Medical, dental, life and disability insurance and other benefits that are available to all full time headquarter employees are also made available to executive officers. In addition, certain benefits and perquisites may be provided to employees at more senior organization levels, including executive officers. These benefits include enhanced financial planning services of approximately $12,000 to $20,000 based on when the executive initiated the use of the services and the cost to the Company, executive long-term disability insurance which increases income replacement to 50% of base salary up to a maximum of $25,000 per month, higher paid time off accruals and a higher class of services for business travel. Highly compensated employees, including executive officers, and non-employee directors are eligible to participate in the Supplemental Deferred Compensation Plan (“SDCP”). The SDCP replaced the Executive Deferred Compensation Plan (“EDCP”) which was frozen as to new contributions on December 31, 2005, and the Non-employee Director Deferred Compensation Plan which was terminated on September 27, 2005. The SDCP allows eligible employees and non-employee directors to defer a percentage of their salary and bonus (for non-employee directors, retainers and meeting fees) on a pre-tax basis.

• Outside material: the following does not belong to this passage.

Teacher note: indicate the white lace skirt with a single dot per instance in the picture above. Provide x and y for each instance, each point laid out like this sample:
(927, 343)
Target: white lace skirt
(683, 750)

Book-entry accounts representing the deferred amounts are indexed to the employee’s choice of approved investment funds. The Company does not make matching contributions to employee deferrals under the SDCP other than for base salary deferrals representing the excess of the employee’s base pay over the current IRS qualified plan limit ($220,000 for 2006) which are matched at the same rate in effect under GapShare, the Company’s 401(k) plan. In addition, we have determined that it is appropriate to continue to provide the CEO limited use of a Company airplane for personal use, at an amount not to exceed $200,000 per year based on the incremental cost to the Company. The tax equivalent amount is grossed up for income tax purposes. See the “Summary Compensation Table” on page 27 of this Proxy Statement for the specific value of any benefits or perquisites above $50,000 ($10,000 in the case of fiscal 2005) for named executive officers.

This excerpt taken from the GPS DEF 14A filed Mar 28, 2005.

Benefits and Perquisites

 

Medical, dental, life and disability insurance and other benefits that are available to all full time headquarters employees are also made available to executive officers. In addition, certain benefits and perquisites may be provided to employees at more senior organization levels, including executive officers. These benefits include enhanced financial planning services, executive long-term disability insurance which increases income replacement to 70% (up to a maximum of $13,500 per month) from the 60% coverage afforded other employees, higher paid time off accruals and a higher class of services for business travel. Highly compensated employees, including executive officers, are eligible to participate in the Executive Deferred Compensation Plan (“EDCP”). The EDCP allows eligible employees to defer a percentage of their salary and bonus on a pre-tax basis. The deferred amounts are indexed to the employee’s choice of approved investment funds. The Company does not make matching contributions to employee deferrals under the EDCP. In addition, we have determined that it is appropriate to continue to provide the CEO limited use of a Company airplane for personal use, at an amount not to exceed $200,000 per year based on the incremental cost to the Company. The tax equivalent amount is grossed up for income tax purposes.